Another View: Schwarzenegger's successes easy to list

Special to The BeeOctober 6, 2012 

Columnist Marcos Breton proposed an interesting invitation. "I dare you," he wrote on Wednesday, "to name a legitimate Schwarzenegger achievement."

He didn't have to triple-dog-dare; this one's easy.

Elections in California are being fundamentally changed through redistricting and the open primary system. The first, championed by Gov. Schwarzenegger five times before it passed, took the power of drawing political districts out of the hands of politicians and gave it to the people for the first time in state history. Even the most cynical pundits have said the second reform, the "top two" open primary system, is already altering campaign dynamics and giving independent, moderate voters a "potentially decisive role" in choosing candidates. These reforms will have a lasting, positive effect on California.

A similar story will be told about Schwarzenegger's consistent push to invest in the state's roads, bridges, levees and schools. He put together a strategic plan for the state, and in 2006 placed four initiatives on the ballot representing a $42 billion investment in the state's critical infrastructure – the largest investment in more than 50 years.
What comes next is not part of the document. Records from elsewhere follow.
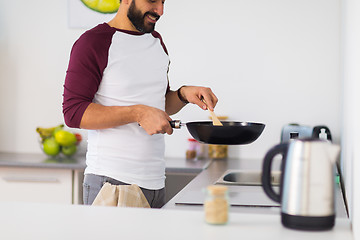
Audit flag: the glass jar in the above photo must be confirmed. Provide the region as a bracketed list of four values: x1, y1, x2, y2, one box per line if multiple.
[186, 138, 198, 159]
[204, 185, 229, 225]
[209, 145, 228, 159]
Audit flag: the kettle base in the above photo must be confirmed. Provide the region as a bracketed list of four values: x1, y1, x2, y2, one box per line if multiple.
[281, 213, 335, 231]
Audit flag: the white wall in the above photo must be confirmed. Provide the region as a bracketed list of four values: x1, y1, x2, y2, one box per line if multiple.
[0, 0, 341, 161]
[341, 0, 360, 240]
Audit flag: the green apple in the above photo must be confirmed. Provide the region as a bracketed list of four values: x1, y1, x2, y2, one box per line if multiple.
[43, 137, 60, 156]
[61, 145, 77, 157]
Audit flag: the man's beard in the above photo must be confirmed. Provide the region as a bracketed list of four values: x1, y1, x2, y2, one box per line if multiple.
[127, 0, 160, 33]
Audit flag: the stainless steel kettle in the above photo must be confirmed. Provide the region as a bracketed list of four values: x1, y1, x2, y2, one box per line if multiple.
[262, 139, 340, 230]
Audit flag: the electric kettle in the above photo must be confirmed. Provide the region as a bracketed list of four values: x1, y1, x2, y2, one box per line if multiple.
[261, 139, 340, 230]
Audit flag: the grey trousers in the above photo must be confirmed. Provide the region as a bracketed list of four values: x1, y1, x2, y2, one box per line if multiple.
[83, 174, 165, 208]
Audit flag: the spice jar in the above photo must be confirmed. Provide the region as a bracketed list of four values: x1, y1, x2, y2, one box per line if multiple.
[209, 145, 228, 159]
[204, 185, 229, 224]
[186, 138, 198, 159]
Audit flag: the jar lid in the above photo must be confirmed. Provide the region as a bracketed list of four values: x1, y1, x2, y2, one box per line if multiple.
[207, 185, 228, 195]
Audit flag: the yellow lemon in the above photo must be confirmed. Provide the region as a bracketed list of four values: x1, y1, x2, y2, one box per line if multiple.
[81, 0, 120, 13]
[54, 130, 77, 146]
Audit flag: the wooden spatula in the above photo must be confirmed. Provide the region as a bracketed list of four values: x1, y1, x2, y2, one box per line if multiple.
[201, 99, 222, 126]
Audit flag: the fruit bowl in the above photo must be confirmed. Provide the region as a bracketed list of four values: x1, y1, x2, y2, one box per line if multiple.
[36, 124, 82, 157]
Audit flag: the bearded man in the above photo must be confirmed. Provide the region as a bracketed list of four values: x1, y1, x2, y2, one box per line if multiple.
[63, 0, 218, 208]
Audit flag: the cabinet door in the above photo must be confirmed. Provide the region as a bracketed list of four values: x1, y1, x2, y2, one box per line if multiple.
[0, 168, 73, 204]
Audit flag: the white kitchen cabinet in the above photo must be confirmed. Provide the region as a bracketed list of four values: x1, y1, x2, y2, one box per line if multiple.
[0, 167, 74, 204]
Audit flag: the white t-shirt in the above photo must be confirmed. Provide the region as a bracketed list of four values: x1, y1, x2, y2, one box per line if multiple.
[64, 23, 169, 189]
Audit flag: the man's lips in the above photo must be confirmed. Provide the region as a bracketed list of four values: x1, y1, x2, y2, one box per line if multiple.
[146, 14, 160, 23]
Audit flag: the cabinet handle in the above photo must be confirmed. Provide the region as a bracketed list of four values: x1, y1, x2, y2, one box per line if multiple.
[3, 176, 60, 183]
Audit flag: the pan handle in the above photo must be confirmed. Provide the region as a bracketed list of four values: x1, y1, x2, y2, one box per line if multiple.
[169, 120, 182, 128]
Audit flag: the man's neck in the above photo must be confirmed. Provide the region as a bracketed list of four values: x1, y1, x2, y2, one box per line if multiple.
[108, 11, 139, 32]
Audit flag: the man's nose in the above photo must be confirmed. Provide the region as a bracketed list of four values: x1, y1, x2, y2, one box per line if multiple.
[153, 1, 164, 16]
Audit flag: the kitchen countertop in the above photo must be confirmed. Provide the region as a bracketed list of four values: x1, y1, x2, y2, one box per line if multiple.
[0, 152, 86, 170]
[0, 153, 353, 240]
[0, 203, 353, 240]
[0, 152, 211, 173]
[163, 159, 348, 218]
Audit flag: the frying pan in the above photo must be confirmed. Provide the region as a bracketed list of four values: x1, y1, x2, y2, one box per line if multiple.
[170, 120, 265, 145]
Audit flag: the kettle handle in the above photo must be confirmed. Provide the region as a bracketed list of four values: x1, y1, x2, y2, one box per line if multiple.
[261, 143, 289, 203]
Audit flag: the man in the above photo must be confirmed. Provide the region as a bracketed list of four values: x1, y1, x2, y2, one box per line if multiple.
[63, 0, 217, 208]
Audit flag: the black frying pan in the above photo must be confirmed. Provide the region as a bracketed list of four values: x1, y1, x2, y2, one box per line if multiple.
[170, 120, 265, 145]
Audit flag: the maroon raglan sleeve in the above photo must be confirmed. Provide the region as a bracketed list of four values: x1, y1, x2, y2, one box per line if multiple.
[63, 25, 114, 128]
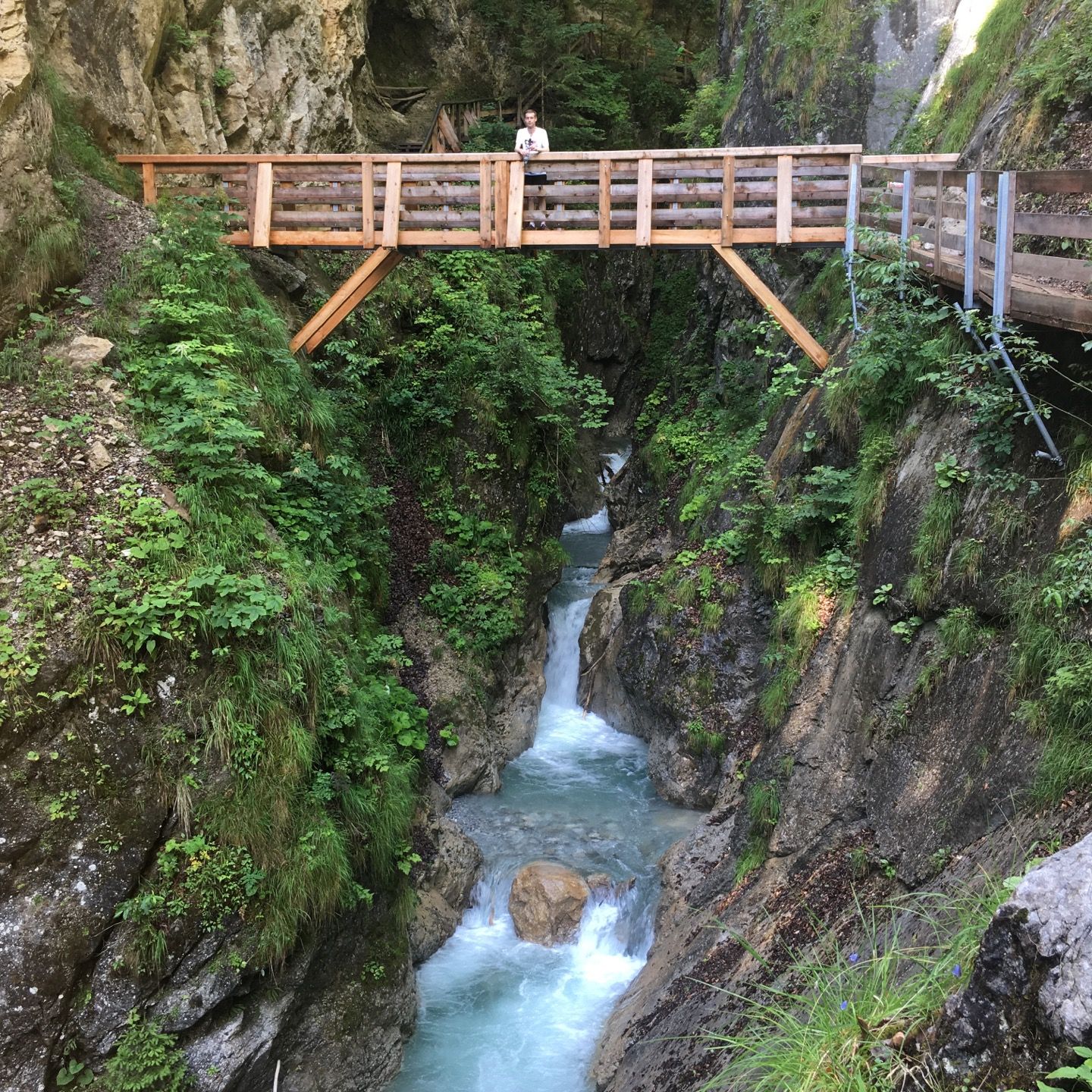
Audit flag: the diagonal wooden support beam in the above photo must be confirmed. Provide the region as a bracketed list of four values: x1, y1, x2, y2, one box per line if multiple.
[713, 243, 830, 370]
[291, 246, 403, 353]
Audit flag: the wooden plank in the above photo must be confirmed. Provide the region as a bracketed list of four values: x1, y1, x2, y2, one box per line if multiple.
[861, 152, 960, 167]
[297, 250, 403, 353]
[963, 174, 982, 308]
[1017, 171, 1092, 194]
[637, 158, 652, 246]
[290, 246, 400, 353]
[504, 159, 523, 246]
[243, 163, 258, 246]
[141, 163, 157, 206]
[720, 155, 736, 246]
[713, 246, 830, 369]
[116, 144, 860, 168]
[933, 171, 945, 276]
[777, 155, 792, 246]
[1015, 209, 1092, 239]
[360, 161, 375, 246]
[251, 163, 273, 250]
[383, 163, 402, 249]
[598, 159, 610, 250]
[492, 161, 512, 248]
[479, 159, 494, 250]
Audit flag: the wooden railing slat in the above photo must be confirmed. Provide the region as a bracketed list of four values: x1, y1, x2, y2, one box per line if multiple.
[637, 158, 652, 246]
[777, 155, 792, 246]
[251, 163, 273, 249]
[360, 159, 375, 246]
[598, 159, 611, 250]
[720, 155, 736, 246]
[383, 162, 402, 249]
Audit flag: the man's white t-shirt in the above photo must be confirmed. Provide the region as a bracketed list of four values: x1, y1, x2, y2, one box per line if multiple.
[516, 126, 549, 154]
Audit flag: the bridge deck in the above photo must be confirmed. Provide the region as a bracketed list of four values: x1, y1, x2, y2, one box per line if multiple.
[119, 144, 934, 250]
[118, 144, 1092, 351]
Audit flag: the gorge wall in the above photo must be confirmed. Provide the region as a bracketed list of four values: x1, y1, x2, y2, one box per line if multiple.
[0, 0, 1089, 1092]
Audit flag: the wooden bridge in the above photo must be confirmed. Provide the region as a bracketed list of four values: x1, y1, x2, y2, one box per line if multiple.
[119, 146, 1092, 356]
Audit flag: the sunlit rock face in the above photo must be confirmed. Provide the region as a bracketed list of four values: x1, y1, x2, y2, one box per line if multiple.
[27, 0, 369, 152]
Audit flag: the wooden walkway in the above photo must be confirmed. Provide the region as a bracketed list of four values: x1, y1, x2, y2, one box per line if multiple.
[118, 144, 1092, 353]
[856, 165, 1092, 333]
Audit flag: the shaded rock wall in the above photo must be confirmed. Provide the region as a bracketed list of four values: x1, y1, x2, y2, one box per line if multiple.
[586, 380, 1065, 1092]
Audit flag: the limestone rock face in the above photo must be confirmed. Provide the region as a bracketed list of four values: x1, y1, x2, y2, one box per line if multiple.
[410, 818, 482, 963]
[508, 861, 591, 948]
[939, 834, 1092, 1078]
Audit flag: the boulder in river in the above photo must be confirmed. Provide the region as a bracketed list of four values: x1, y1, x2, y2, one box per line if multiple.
[508, 861, 591, 948]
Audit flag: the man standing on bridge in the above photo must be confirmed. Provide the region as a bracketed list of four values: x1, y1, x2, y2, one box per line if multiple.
[516, 110, 549, 228]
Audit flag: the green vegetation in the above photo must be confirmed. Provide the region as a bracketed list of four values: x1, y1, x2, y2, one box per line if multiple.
[1013, 1046, 1092, 1092]
[464, 0, 717, 149]
[0, 202, 610, 974]
[99, 1011, 193, 1092]
[902, 0, 1028, 152]
[1009, 515, 1092, 801]
[704, 880, 1007, 1092]
[734, 780, 781, 886]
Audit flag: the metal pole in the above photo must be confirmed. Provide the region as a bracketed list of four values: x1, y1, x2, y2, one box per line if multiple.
[993, 171, 1013, 330]
[899, 171, 914, 246]
[846, 158, 861, 334]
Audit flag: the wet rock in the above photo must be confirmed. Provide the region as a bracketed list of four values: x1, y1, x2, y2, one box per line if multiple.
[508, 861, 591, 948]
[585, 873, 637, 903]
[410, 818, 482, 963]
[57, 334, 114, 372]
[938, 834, 1092, 1079]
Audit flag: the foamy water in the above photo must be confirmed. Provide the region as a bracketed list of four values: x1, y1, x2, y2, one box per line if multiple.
[384, 445, 697, 1092]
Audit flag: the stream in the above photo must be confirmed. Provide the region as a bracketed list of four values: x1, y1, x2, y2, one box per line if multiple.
[390, 455, 698, 1092]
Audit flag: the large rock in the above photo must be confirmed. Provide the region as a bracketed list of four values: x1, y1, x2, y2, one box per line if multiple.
[508, 861, 591, 948]
[410, 818, 482, 963]
[939, 834, 1092, 1078]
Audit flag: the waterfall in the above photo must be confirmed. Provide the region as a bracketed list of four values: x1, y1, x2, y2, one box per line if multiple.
[392, 454, 695, 1092]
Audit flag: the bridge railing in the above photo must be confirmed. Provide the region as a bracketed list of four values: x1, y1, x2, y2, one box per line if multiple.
[120, 146, 890, 248]
[858, 164, 1092, 331]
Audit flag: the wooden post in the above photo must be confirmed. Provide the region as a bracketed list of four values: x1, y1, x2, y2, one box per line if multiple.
[140, 163, 158, 206]
[777, 155, 792, 246]
[360, 159, 375, 250]
[600, 159, 610, 250]
[251, 163, 273, 250]
[492, 159, 512, 248]
[383, 159, 402, 250]
[291, 246, 402, 353]
[899, 167, 914, 246]
[479, 156, 494, 250]
[713, 245, 830, 369]
[933, 169, 945, 280]
[504, 159, 523, 246]
[637, 156, 652, 246]
[720, 155, 736, 246]
[963, 171, 982, 311]
[846, 153, 861, 256]
[246, 163, 258, 246]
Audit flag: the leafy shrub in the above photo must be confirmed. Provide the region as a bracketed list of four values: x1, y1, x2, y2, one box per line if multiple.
[96, 1009, 193, 1092]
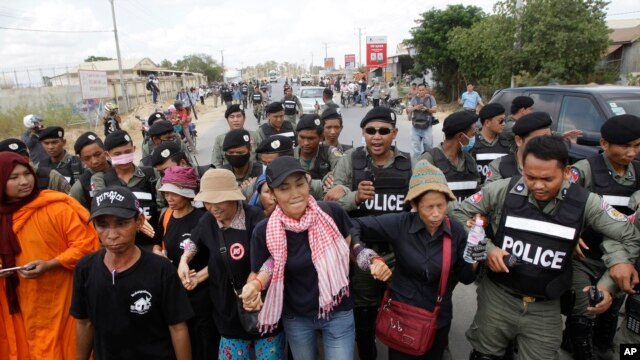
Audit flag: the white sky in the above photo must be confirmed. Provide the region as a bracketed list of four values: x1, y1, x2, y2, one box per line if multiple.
[0, 0, 640, 70]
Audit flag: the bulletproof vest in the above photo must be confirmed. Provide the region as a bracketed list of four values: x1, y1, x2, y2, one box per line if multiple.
[489, 176, 589, 299]
[282, 97, 298, 115]
[498, 154, 520, 179]
[36, 166, 51, 190]
[260, 121, 297, 146]
[309, 144, 331, 180]
[429, 148, 479, 202]
[38, 155, 84, 188]
[104, 166, 159, 246]
[471, 135, 510, 184]
[582, 155, 640, 260]
[349, 146, 411, 217]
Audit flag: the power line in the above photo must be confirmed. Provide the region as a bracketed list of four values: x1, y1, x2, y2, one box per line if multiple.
[0, 26, 113, 33]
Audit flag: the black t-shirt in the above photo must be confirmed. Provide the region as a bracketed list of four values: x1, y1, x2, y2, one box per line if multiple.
[191, 205, 264, 339]
[70, 249, 193, 360]
[251, 202, 353, 316]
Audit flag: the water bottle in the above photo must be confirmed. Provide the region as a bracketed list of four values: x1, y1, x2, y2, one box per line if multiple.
[464, 218, 484, 264]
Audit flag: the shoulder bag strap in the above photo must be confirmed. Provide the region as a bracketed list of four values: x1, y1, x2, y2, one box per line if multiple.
[433, 217, 451, 312]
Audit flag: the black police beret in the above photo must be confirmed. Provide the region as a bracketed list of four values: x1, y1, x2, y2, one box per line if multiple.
[478, 103, 505, 120]
[73, 131, 104, 155]
[151, 141, 182, 166]
[442, 111, 478, 135]
[512, 111, 553, 136]
[511, 96, 533, 114]
[38, 126, 64, 141]
[0, 138, 29, 154]
[296, 114, 322, 131]
[222, 129, 251, 151]
[360, 106, 397, 128]
[256, 135, 293, 154]
[224, 104, 244, 119]
[147, 111, 167, 126]
[104, 130, 133, 151]
[600, 114, 640, 144]
[264, 101, 284, 114]
[147, 120, 175, 136]
[320, 108, 342, 122]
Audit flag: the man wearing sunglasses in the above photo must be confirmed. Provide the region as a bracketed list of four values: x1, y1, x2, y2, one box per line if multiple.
[419, 111, 480, 202]
[471, 103, 511, 183]
[325, 107, 413, 359]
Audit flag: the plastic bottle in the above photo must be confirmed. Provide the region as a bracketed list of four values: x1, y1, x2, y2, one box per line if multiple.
[464, 218, 485, 264]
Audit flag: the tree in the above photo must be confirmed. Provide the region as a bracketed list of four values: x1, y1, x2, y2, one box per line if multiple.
[173, 54, 222, 81]
[84, 55, 115, 62]
[406, 5, 484, 99]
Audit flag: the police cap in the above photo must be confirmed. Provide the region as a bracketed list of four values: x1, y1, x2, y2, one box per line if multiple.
[512, 111, 553, 137]
[442, 111, 478, 136]
[600, 114, 640, 144]
[222, 129, 251, 151]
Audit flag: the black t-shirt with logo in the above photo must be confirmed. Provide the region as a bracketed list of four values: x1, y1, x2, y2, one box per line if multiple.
[70, 249, 193, 360]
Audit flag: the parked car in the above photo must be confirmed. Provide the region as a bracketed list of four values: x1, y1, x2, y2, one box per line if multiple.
[298, 86, 324, 114]
[490, 85, 640, 162]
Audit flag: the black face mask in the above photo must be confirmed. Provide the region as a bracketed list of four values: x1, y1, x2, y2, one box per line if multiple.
[224, 153, 251, 169]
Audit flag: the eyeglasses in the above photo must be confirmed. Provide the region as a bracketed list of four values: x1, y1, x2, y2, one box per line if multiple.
[364, 126, 392, 135]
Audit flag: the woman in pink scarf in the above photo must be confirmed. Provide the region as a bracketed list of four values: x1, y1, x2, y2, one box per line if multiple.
[241, 156, 391, 360]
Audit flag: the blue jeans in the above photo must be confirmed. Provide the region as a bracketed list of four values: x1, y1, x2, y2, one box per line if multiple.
[282, 310, 356, 360]
[411, 126, 433, 160]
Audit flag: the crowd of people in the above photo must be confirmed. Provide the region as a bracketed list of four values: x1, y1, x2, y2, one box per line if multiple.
[0, 82, 640, 360]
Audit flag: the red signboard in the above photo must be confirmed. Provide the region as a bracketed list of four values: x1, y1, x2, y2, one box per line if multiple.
[367, 36, 387, 69]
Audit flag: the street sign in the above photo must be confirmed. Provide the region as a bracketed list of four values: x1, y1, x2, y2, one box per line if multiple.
[367, 36, 387, 69]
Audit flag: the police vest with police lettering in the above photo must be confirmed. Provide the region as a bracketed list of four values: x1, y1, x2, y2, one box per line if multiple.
[104, 166, 159, 246]
[498, 154, 520, 179]
[471, 135, 510, 184]
[282, 96, 298, 115]
[260, 121, 297, 146]
[429, 148, 479, 202]
[489, 176, 589, 299]
[349, 146, 411, 217]
[582, 155, 640, 260]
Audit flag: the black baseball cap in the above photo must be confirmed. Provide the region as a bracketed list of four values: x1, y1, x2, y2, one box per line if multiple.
[89, 186, 140, 220]
[265, 156, 307, 188]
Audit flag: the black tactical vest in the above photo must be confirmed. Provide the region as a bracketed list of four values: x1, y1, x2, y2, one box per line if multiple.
[489, 176, 589, 299]
[104, 166, 159, 246]
[582, 155, 640, 260]
[429, 148, 479, 202]
[349, 146, 411, 217]
[471, 135, 510, 184]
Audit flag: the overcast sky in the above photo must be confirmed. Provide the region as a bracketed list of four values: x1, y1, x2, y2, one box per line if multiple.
[0, 0, 640, 70]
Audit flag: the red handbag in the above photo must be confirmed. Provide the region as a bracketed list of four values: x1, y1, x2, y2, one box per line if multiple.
[376, 218, 451, 356]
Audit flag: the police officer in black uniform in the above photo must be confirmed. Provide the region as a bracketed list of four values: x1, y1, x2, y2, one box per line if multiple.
[453, 136, 638, 360]
[256, 101, 296, 144]
[38, 126, 84, 186]
[420, 111, 480, 202]
[471, 103, 511, 183]
[327, 107, 413, 359]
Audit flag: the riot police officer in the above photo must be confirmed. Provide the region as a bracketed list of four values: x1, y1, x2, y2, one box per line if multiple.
[567, 114, 640, 360]
[420, 111, 480, 202]
[293, 114, 342, 180]
[325, 107, 413, 359]
[471, 103, 510, 183]
[38, 126, 84, 186]
[453, 136, 639, 360]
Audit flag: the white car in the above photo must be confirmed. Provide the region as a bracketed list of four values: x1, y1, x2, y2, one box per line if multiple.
[298, 86, 324, 114]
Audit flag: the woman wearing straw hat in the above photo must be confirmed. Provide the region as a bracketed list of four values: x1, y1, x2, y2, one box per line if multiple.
[154, 166, 220, 360]
[351, 160, 477, 360]
[176, 169, 284, 360]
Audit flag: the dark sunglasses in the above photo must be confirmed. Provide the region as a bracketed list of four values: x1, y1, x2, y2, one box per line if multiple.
[364, 126, 392, 135]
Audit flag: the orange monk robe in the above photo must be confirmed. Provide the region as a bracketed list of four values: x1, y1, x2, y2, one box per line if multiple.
[0, 190, 100, 360]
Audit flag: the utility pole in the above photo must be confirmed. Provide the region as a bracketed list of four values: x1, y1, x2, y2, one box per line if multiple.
[109, 0, 129, 113]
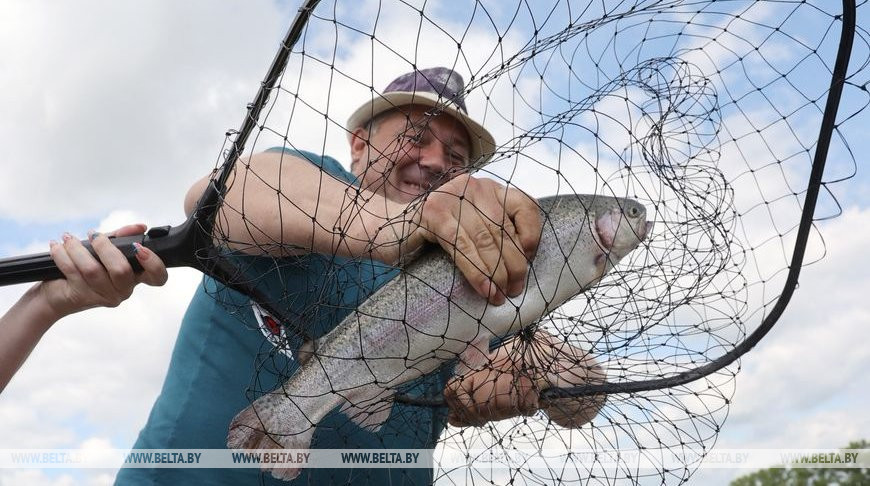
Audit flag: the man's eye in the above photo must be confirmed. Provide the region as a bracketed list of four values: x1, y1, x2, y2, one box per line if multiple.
[450, 152, 468, 165]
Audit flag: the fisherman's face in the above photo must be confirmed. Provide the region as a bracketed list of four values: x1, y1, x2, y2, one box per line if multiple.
[351, 106, 470, 203]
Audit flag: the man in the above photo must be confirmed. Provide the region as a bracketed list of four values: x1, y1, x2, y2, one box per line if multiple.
[117, 68, 604, 484]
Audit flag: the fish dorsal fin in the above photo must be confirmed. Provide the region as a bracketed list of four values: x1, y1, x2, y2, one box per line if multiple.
[340, 383, 393, 432]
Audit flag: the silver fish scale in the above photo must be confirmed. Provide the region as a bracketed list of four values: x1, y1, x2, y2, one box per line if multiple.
[228, 195, 647, 449]
[290, 195, 643, 396]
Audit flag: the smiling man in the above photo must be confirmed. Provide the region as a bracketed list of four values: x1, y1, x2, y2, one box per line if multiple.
[117, 68, 594, 485]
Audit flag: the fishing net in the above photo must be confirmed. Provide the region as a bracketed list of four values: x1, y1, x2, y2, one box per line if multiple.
[191, 0, 870, 484]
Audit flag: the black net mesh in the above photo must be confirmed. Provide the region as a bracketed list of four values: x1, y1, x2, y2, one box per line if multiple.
[189, 0, 870, 484]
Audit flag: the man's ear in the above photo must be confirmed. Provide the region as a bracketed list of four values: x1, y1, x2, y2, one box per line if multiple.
[350, 127, 369, 175]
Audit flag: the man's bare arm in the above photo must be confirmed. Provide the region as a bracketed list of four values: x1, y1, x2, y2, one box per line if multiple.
[185, 152, 422, 263]
[185, 152, 541, 305]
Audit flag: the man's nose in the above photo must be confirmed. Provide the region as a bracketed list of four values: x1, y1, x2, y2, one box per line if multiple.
[419, 142, 450, 174]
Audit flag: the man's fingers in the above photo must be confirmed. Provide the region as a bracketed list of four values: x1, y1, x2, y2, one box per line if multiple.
[49, 241, 82, 282]
[505, 188, 542, 260]
[478, 192, 529, 297]
[63, 234, 114, 294]
[91, 234, 136, 298]
[439, 225, 504, 305]
[106, 223, 147, 236]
That's long-term thinking that is both preparing California for population increases over the long term, and putting people to work today.

Third, no conversation about Schwarzenegger's administration is complete without noting his dogged focus on environmental protection.

We won't fully understand the impact of the Global Warming Solutions Act until it has been fully implemented, but what we already know is that Schwarzenegger drove an international conversation about environmentalism that also makes economic sense. His similar achievements – the first-ever low-carbon fuel standard, his Million Solar Roofs initiative, and pushing for increased use of renewable energy sources – will continue to protect natural resources, drive innovation and lure investment in the green-tech industry.

Sure, Schwarzenegger made mistakes during his time in office. Maybe I'm able to say that because it's been two years since I worked for Schwarzenegger or any of his causes. But in countless speeches and interviews and in his just-published autobiography, he too has been bald-faced about his gubernatorial errors.

It may be in vogue today to critique his persona, but as governor, Schwarzenegger's ability to put on a show served as a vehicle for pushing his ideas and policies.

His propensity for looking past the negative and focusing only on the positive allowed him to disregard the status quo in an increasingly partisan and gridlocked Sacramento. And his legacy of accomplishments in environmental protection, political reform and infrastructure investment will have long-lasting benefits for California that outlive shortsighted criticism.